A PRESSA E AS FILAS


Durante alguns anos trabalhei na área de comunicações e marketing de um banco, na Praça Patriarca, centro de São Paulo. Na hora do almoço, saíamos em grupo à procura de um restaurante nas proximidades, explorando quase sempre o prato do dia: virado à paulista, às segundas; feijoada, às quartas; filé de peixe com purê de batata, nas sextas... Nos fins de semana a rotina era outra. Ninguém escapava da feijoada, precedida de caipirinha e chope.

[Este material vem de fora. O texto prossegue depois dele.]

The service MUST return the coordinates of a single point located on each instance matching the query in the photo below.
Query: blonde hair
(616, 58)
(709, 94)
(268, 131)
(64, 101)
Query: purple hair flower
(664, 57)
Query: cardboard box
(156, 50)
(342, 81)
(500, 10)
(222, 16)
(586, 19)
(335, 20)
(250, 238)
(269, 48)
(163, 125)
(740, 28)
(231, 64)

Às vezes os companheiros habituais de almoço - Patrício Renato Bentes, Maria Amália Krause, Paulo Mori, Gleise Fortes Santa Clara, Arlene Salvadori, Antônio Gaspar, Albert Strasse, entre outros, cuja memória se perdeu no tempo - eram substituídos por personalidades de alguma forma relacionadas com o jornalzinho interno que editávamos, como o diretor de marketing da instituição, Antônio Fernando De Franceschi, o escritor Osman Lins, que trabalhava no Banco do Brasil, ali na Avenida São João, e certa vez foi entrevistado pela equipe do nosso house organ, ou poderia ser o jornalista Mário de Almeida, que costumava frequentar a sala de Franceschi e esticar o papo pelos bares das proximidades.

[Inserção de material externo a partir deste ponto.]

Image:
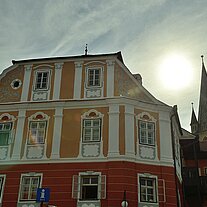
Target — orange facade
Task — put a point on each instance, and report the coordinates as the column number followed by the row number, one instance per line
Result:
column 86, row 128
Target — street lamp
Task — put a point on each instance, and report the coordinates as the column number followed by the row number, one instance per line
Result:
column 124, row 203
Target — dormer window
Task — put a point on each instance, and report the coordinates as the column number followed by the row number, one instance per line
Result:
column 42, row 80
column 6, row 129
column 5, row 133
column 94, row 77
column 146, row 133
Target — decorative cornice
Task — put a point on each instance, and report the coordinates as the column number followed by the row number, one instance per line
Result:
column 28, row 67
column 59, row 66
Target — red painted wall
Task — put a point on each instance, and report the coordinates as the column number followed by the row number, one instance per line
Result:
column 120, row 176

Entre a Praça Patriarca e o Vale do Anhangabaú havia generosa escada rolante, que poupava o transeunte de subir ou descer íngremes escadarias. Mas o que se via, ou ainda se vê, são pessoas apressadas que sobem correndo os degraus da escada rolante, querendo ganhar tempo, alguns segundos, em sua desesperada jornada diária. Olhava para o Franceschi e soltava um comentário qualquer. Só nos restava sorrir, quando atropelados pelos candidatos à corrida de S. Silvestre.
Eis que, já aposentado e sem nenhuma pressa, dirijo-me uma vez por semana a uma loteria esportiva. Jogo feito, nada mais que uns vinte reais na Quina e na Megasena, tento entrar na fila e os demais apostadores quase que em coro me avisam, solícitos: “Não, senhor, pode passar na frente, o senhor tem direito”. Inutilmente tento explicar que não é preciso, que não tenho pressa, etc., mas eles insistem e me obrigam a assumir o primeiro lugar na fila.
Na verdade, a fila anda rápido nesses casos, e no fundo não faço a menor questão se alguém iniciar uma conversa qualquer, mesmo óbvia, que nos dê o pulso daquele momento, tipo o tempo está bom ou ruim, o trânsito vai mal e aquela nuvem é sinal de um toró.
Afinal, já li de cabo a rabo o Estadão e a Folha de S. Paulo, já levei os netos na escola, já li o romance de Mário Masetti (“Por amor”) e ouvi o Concerto para violino em Dó Maior de Tchaikovsky na íntegra. E por Sarah Chang.


Assim, uma fila a mais não faz diferença para quem ralou a vida inteira e já não treme diante da espera. Nem teme.